Da el último bocado al sándwich despacio mientras el teniente despacha el segundo trago de vino, de un sorbo tan ruidoso que Franz Müller a duras penas tiene que contener una reprimenda. No tiene ningún apego por las cuestiones militares, pero nunca ha soportado los malos modales, y lo poco que sabe de asuntos militares le dice que el comportamiento grosero es impropio de un soldado alemán.
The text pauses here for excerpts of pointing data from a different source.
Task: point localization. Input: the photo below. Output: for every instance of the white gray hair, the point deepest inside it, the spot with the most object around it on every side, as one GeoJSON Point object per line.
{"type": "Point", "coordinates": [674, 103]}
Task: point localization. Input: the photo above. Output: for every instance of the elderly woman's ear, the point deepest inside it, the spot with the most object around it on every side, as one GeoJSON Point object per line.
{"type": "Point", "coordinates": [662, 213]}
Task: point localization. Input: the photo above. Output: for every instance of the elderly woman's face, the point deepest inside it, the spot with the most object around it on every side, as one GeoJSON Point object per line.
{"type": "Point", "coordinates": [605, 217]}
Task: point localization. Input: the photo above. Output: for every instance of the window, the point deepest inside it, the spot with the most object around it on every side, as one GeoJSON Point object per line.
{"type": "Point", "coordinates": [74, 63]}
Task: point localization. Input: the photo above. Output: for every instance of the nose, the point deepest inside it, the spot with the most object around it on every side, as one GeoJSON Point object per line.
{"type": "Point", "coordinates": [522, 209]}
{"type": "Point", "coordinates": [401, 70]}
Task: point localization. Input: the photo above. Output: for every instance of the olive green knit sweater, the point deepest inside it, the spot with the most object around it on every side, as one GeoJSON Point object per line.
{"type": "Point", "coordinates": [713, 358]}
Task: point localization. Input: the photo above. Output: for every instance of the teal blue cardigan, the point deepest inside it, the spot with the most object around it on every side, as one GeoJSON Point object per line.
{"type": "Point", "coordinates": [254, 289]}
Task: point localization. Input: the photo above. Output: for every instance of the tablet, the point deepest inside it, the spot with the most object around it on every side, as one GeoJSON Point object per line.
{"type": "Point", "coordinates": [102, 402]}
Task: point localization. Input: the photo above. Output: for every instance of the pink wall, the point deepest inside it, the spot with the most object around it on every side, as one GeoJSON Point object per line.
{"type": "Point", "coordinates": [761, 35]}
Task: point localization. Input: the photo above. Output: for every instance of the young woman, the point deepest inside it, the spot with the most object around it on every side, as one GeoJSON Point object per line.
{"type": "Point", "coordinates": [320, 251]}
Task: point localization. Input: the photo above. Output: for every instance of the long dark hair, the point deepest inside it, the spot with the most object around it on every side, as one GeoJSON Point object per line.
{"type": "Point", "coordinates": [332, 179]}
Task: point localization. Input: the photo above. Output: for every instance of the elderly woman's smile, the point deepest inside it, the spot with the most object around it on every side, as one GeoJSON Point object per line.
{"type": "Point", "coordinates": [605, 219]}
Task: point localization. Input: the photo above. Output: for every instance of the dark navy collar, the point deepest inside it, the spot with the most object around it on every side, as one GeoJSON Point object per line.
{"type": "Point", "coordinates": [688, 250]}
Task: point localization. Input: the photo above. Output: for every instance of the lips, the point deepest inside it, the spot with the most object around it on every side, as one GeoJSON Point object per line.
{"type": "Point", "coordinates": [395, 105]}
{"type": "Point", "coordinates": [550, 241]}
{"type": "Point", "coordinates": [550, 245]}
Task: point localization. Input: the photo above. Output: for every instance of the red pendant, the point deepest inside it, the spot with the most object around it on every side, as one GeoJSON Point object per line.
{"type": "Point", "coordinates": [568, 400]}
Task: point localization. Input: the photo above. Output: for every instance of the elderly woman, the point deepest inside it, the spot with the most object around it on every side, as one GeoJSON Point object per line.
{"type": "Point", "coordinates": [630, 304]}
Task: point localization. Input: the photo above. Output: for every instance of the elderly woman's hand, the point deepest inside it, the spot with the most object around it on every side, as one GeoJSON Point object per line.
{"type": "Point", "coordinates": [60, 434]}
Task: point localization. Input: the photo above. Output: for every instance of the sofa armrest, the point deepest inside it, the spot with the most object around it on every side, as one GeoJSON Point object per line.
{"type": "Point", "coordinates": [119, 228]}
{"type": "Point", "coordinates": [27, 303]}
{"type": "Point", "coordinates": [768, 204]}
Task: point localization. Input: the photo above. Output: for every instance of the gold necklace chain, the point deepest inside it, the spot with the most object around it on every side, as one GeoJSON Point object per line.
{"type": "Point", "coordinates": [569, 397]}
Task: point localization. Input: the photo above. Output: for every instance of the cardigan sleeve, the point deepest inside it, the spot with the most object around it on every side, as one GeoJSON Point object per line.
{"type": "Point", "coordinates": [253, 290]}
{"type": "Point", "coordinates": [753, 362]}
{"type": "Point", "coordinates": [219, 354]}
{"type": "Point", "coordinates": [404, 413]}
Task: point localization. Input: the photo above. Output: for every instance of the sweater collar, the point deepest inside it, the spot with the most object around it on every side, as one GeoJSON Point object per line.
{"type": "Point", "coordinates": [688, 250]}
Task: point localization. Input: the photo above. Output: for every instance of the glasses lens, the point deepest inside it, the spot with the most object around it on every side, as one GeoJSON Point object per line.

Se levanta y deja un billete en la barra. Va a salir a la calle y tal vez le dé la vuelta a la manzana por última vez, esta sí que va a ser la última, se dice, cuando coge el sombrero que había dejado en un taburete que estaba vacío y se dirige a la puerta. Y es entonces cuando la ve atravesar la plaza, y se queda parado y duda entre sacar la fotografía de la cartera para comprobar si es ella o buscar el servicio para esconderse. Quiere creer que es la misma mujer. Ahora lleva el pelo suelto, no recogido en un moño como en el retrato, pero le gustaría que fuera ella. Entorna los ojos, como si fuera miope o como si al hacerlo pudiera estar seguro de su identidad, y abre la puerta. Piensa que lo mejor es no moverse de donde está, porque ella parece encaminarse precisamente al café. Saca un paquete de tabaco y enciende un pitillo para que tenga una excusa que le permita quedarse allí unos segundos. Aunque no hay viento, hace hueco con las manos para proteger la lumbre, pero en realidad el gesto es para ocultar su rostro cuando la mujer pase y poder mirarla de soslayo. Es ella. Tiene que ser ella porque la fuerza del imán que ahora lo repele es tan fuerte que ha de clavar los pies en la acera para no salir corriendo. No ha hecho nada malo, pero se siente un delincuente, un estafador, un mentiroso. Ya ha encendido el pitillo cuando la mujer pasa junto a él. Le gusta como huele. Se pregunta qué sentiría el preso que perdió o dejó su fotografía abandonada si percibiera ese olor. El recuerdo de los olores a veces es tan intenso, que de repente es como si se pudiera volver atrás en el tiempo, y un hombre no puede olvidar fácilmente el perfume de una mujer de la que ha estado enamorado.